先週、今週と世界中で株価がもどっている。世界景気の回復傾向も 確かに要因だが、根本的には日本である。打ち出の小槌式に やってきた金融緩和がついに効果を持ち始めたのである。
日本の金融緩和で生まれた資金は日本では使われない。 これは銀行の貸し出しが減っていることからも間違いない。 ではいったい何処へ流れているのだろうか?
もはや、言わずもがなである。アメリカだ。アメリカの収益率は 以前に比べると低くなっているが、依然として、日本よりも遙かに 高い。このために流れ込んでいるのだ。
日本はでは、空売り規制が大きい。株価を売っていけないといっているのだ。 空買いは良くて空売り(注意:空売りとは株券がないのに株の売ることで信用 取引のことではない)がだめなら、株価はあがるに決まっている。
困ったことだ。
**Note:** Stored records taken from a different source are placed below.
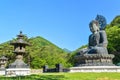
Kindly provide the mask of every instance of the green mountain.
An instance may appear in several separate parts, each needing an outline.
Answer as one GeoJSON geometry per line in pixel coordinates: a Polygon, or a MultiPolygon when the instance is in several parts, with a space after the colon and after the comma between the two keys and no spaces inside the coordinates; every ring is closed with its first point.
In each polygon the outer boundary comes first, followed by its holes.
{"type": "MultiPolygon", "coordinates": [[[[24,61],[28,63],[31,68],[42,68],[44,65],[54,67],[55,64],[58,63],[61,63],[65,67],[70,66],[68,62],[69,54],[50,41],[40,36],[29,39],[25,37],[25,40],[27,40],[31,46],[26,47],[27,53],[24,55],[24,61]]],[[[15,60],[15,55],[12,53],[14,47],[10,45],[10,41],[0,44],[0,56],[5,55],[9,59],[8,64],[15,60]]]]}

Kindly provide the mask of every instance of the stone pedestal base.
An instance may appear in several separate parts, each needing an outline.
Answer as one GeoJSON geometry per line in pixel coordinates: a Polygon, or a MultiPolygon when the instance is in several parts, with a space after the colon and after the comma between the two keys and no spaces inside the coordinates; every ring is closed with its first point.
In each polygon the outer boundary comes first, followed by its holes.
{"type": "Polygon", "coordinates": [[[120,72],[120,66],[72,67],[69,72],[120,72]]]}
{"type": "Polygon", "coordinates": [[[6,76],[30,75],[30,68],[9,68],[6,69],[6,76]]]}

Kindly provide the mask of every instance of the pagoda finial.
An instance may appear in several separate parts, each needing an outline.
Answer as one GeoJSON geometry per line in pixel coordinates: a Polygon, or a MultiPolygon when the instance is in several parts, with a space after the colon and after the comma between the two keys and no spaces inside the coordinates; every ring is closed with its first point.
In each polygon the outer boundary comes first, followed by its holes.
{"type": "Polygon", "coordinates": [[[20,35],[22,34],[22,31],[20,31],[20,35]]]}

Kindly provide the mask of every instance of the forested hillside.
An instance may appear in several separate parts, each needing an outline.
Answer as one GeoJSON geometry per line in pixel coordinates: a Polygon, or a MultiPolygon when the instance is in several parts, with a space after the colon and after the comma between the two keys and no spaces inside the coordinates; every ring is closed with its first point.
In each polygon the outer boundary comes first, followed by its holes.
{"type": "MultiPolygon", "coordinates": [[[[57,63],[61,63],[65,67],[70,66],[69,54],[48,40],[40,36],[29,39],[25,37],[25,40],[31,46],[26,47],[27,53],[24,55],[24,61],[31,68],[42,68],[44,65],[54,67],[57,63]]],[[[5,55],[9,59],[8,64],[15,60],[15,55],[12,52],[13,46],[10,45],[10,41],[0,44],[0,56],[5,55]]]]}
{"type": "MultiPolygon", "coordinates": [[[[88,27],[89,28],[89,27],[88,27]]],[[[109,54],[114,54],[114,64],[120,64],[120,16],[116,16],[110,24],[106,26],[106,33],[108,39],[108,51],[109,54]]],[[[81,46],[71,54],[70,61],[74,65],[74,56],[80,51],[80,49],[87,47],[87,44],[81,46]]]]}
{"type": "MultiPolygon", "coordinates": [[[[89,27],[88,27],[89,28],[89,27]]],[[[120,16],[117,16],[113,21],[107,25],[106,33],[108,38],[109,54],[114,54],[114,64],[120,63],[120,16]]],[[[78,36],[79,37],[79,36],[78,36]]],[[[10,41],[13,41],[12,39],[10,41]]],[[[55,64],[61,63],[64,67],[74,65],[74,56],[81,48],[87,47],[87,44],[81,46],[75,51],[71,52],[67,49],[61,49],[51,43],[50,41],[38,36],[27,38],[31,46],[26,47],[27,54],[24,55],[24,61],[28,63],[31,68],[42,68],[44,65],[54,67],[55,64]]],[[[0,44],[0,56],[5,55],[9,60],[8,64],[15,60],[13,46],[10,41],[0,44]]]]}

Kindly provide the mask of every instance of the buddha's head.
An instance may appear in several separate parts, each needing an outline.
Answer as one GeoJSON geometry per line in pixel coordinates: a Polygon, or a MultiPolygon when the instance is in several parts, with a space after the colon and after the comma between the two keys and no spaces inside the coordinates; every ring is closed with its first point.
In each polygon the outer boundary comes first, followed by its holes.
{"type": "Polygon", "coordinates": [[[92,21],[90,22],[90,24],[89,24],[89,27],[90,27],[90,31],[91,31],[92,33],[98,32],[98,31],[99,31],[99,23],[98,23],[98,21],[92,20],[92,21]]]}

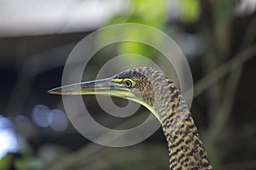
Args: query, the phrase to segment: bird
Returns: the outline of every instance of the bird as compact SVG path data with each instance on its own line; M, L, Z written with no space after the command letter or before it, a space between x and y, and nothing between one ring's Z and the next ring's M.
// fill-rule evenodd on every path
M183 95L174 82L155 68L132 68L109 78L69 84L48 92L111 95L140 103L161 124L170 170L213 169Z

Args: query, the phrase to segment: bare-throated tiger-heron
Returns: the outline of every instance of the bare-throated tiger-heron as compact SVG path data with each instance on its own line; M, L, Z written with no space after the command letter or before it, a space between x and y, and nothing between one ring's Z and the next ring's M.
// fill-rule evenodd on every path
M67 85L49 93L110 94L139 102L162 125L169 150L170 169L212 169L183 96L173 82L154 68L130 69L110 78Z

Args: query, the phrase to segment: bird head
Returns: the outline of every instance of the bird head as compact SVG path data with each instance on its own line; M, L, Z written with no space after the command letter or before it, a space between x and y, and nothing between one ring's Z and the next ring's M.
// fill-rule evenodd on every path
M62 95L110 95L142 104L159 119L154 110L154 88L148 76L154 68L129 69L106 79L83 82L49 90L49 94Z

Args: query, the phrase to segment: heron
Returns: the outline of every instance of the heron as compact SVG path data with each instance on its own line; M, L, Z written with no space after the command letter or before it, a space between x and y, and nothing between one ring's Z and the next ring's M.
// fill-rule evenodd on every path
M157 69L129 69L109 78L66 85L49 93L111 95L140 103L161 124L167 142L170 170L212 169L183 95L174 82Z

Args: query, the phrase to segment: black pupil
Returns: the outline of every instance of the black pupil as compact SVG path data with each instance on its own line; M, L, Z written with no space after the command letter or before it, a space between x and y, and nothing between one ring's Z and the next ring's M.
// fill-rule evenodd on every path
M130 81L125 81L125 85L130 88L131 86L131 82Z

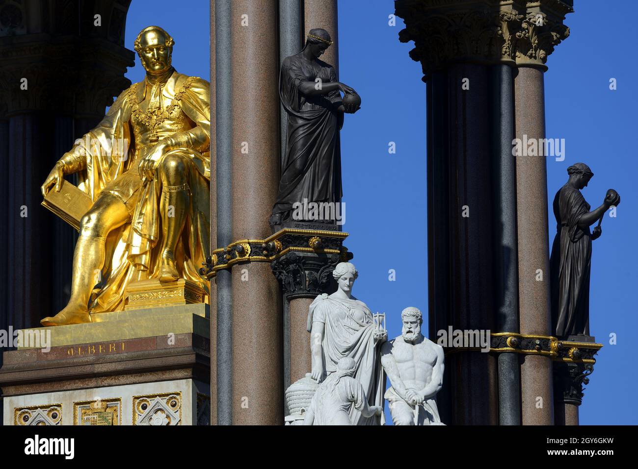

株価が上がれば良いという考えは、とても危険だと警告は なんどか行ったが、依然として蔓延している。 投資の促進はデフレの進行につながる。現在の世界経済の回復は、 喜ばしいとは言えないのだ。
アメリカは、確かにGDPの点では景気後退は終わったが、依然として負債の 額は大きく。不健全さは変わらない。 これから一時的な回復局面に入ると思われるが最終的には負債額に つぶれてしまうだろう。
日本は、デフレの原因を不良債権のせいにしており、そのためには 不良債権の発生原因のひとつである株価の上昇こそが解決だと 思っている。しかも、需給ギャップの対処療法として供給を削ること ばかり考えている。お役人たちはどうかしている。供給を減らして、需給 の均衡を図ろうとすると需要が減ってやっぱり、需給は均衡しないので ある。これには個人消費を増やすしかない。 だが、対策は供給側ばかりだ。日本のデフレは円安で一時的に止まるかも しれないが、結局は、投資増のせいでいつまでたっても需給ギャップは無く ならないだろう。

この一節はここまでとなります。